You can also include high-water-content foods, such as cucumbers, tomatoes, jicama, celery, carrots or melons, in your daily meal planning to help your family stay well-hydrated. These fruits and vegetables are excellent additional water sources, as well as nutritious snacks. Keep an abundant supply of cut-up fruits and veggies in your fridge so they are ready to be eaten whenever hunger strikes.

Other options

After playing outdoors or exercising, if you or your children require a bit of a pick-me-up, there are other options. Recent studies have shown that some solid foods, such as bananas and raisins, may be just as effective for sustaining performance and restoring the electrolyte balance of hard-working athletes. And with the extra benefits of fiber, vitamins and antioxidants, these fruits may better complement a complete nutrition and fitness plan. And check out the “Workout Recovery” smoothie in our recipes section

Because liquids are absorbed better and replenish the body quicker, when it comes to your children you may want to stick with fluids to rehydrate their bodies. If your children don’t drink enough water, you can mix it up by substituting the following easy, all-natural and healthy “sports drink” recipes:

All-Natural Sports Drink – Lemon Flavor:                                   

  • 1/4 c. honey (optional)
  • 1/2 c. fresh lemon juice (not from concentrate)
  • 1/2 tsp. sea salt
  •  1 tsp (175 mg) ionic magnesium citrate (you can pick up Natural Calm magnesium at the PureBalance Apothecary)
  • 2 quarts water or coconut water(Zico*)

Mix well in high-speed blender. Makes a little over 2 quarts (64 ounces).

*Note: If you use Zico coconut water, eliminate magnesium and sea salt.

All-Natural Sports Drink – Cranberry-Pomegranate Flavor:

  • 2 c. 100% juice cranberry-pomegranate juice (not from concentrate)
  • 1/4c. honey (optional)
  • 1/2 tsp. sea salt
  • 1 tsp (175 mg) ionic magnesium citrate* (you can pick up Natural Calm magnesium at the PureBalance Apothecary)
  • 2 quarts water or coconut water(Zico*)

Mix well in high-speed blender. Makes 2-½ quarts (80 ounces).

*Note: If you use Zico coconut water, eliminate magnesium and sea salt.

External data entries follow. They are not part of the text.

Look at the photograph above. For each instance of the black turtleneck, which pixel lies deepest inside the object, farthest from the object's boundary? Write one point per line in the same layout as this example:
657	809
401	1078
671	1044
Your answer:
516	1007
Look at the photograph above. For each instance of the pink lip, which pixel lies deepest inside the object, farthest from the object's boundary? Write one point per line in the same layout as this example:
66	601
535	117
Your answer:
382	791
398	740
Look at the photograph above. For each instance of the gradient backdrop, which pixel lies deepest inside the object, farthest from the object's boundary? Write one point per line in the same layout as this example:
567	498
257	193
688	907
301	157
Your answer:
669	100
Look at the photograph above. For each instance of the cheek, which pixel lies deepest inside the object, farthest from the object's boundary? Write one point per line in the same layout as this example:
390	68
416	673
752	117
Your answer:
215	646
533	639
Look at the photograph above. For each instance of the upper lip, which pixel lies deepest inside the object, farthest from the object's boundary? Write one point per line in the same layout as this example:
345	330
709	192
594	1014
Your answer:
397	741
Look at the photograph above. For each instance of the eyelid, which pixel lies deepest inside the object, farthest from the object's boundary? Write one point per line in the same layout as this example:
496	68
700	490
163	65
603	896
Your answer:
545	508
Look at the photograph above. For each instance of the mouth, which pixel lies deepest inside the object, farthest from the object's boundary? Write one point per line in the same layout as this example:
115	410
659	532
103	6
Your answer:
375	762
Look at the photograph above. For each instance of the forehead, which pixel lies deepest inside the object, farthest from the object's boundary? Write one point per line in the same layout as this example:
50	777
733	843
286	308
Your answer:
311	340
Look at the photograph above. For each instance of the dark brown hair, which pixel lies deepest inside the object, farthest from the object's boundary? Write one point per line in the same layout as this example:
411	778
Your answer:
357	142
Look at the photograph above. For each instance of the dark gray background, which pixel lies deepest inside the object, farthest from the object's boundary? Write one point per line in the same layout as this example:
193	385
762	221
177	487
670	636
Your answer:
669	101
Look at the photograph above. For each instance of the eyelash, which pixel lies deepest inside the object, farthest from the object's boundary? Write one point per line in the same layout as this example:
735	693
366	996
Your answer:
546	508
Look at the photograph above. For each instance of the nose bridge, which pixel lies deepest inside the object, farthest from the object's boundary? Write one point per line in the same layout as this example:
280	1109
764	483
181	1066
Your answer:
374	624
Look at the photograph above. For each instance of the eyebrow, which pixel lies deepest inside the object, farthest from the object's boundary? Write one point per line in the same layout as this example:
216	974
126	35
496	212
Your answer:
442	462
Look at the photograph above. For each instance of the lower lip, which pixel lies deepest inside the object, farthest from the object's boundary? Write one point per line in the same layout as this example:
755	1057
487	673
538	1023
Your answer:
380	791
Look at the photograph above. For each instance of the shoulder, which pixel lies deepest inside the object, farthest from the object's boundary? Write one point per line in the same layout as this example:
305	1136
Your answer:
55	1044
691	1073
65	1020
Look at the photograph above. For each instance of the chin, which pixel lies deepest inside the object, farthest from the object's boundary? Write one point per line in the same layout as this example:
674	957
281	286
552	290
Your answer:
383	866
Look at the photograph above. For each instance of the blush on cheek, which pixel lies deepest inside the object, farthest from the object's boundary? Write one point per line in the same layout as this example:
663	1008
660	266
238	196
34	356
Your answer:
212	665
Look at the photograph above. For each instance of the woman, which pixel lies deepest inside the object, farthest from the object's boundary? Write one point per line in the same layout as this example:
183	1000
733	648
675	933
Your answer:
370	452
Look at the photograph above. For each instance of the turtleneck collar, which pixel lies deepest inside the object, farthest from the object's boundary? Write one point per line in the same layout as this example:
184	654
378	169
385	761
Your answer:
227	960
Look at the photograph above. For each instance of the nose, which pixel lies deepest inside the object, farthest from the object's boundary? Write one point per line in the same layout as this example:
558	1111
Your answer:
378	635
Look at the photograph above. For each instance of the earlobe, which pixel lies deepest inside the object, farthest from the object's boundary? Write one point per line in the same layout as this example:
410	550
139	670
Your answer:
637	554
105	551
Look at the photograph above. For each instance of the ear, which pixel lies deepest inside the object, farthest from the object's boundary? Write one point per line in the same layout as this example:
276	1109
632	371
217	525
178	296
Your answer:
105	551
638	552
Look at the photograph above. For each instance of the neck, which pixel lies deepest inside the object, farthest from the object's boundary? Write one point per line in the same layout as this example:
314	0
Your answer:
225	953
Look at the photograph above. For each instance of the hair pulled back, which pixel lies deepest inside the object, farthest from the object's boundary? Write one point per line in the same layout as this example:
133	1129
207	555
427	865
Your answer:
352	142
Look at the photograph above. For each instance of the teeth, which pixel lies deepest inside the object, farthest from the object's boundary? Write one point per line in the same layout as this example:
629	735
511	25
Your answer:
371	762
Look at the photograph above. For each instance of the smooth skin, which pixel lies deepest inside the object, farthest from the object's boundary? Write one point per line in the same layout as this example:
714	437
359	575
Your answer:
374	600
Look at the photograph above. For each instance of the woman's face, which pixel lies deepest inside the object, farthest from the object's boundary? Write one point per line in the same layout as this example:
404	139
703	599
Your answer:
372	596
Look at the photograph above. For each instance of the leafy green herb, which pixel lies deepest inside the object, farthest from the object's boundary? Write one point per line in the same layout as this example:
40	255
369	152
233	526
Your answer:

The best way to prevent dehydration is to make sure your kids get plenty of fluids (even when they’re not thirsty) when playing with friends or engaging in sports outside!

Signs of Dehydration:

If your child is sweating a lot on a hot day or during intense physical activity, watch for signs of dehydration, which can include:

  • Lethargy
  • Irritability
  • Fatigue
  • Dizziness
  • Dry or sticky mouth
  • Dry, cool skin

Take immediate action – drink cool water and get to a shaded area. In the case of nausea, vomiting or fever, your child may require emergency medical attention.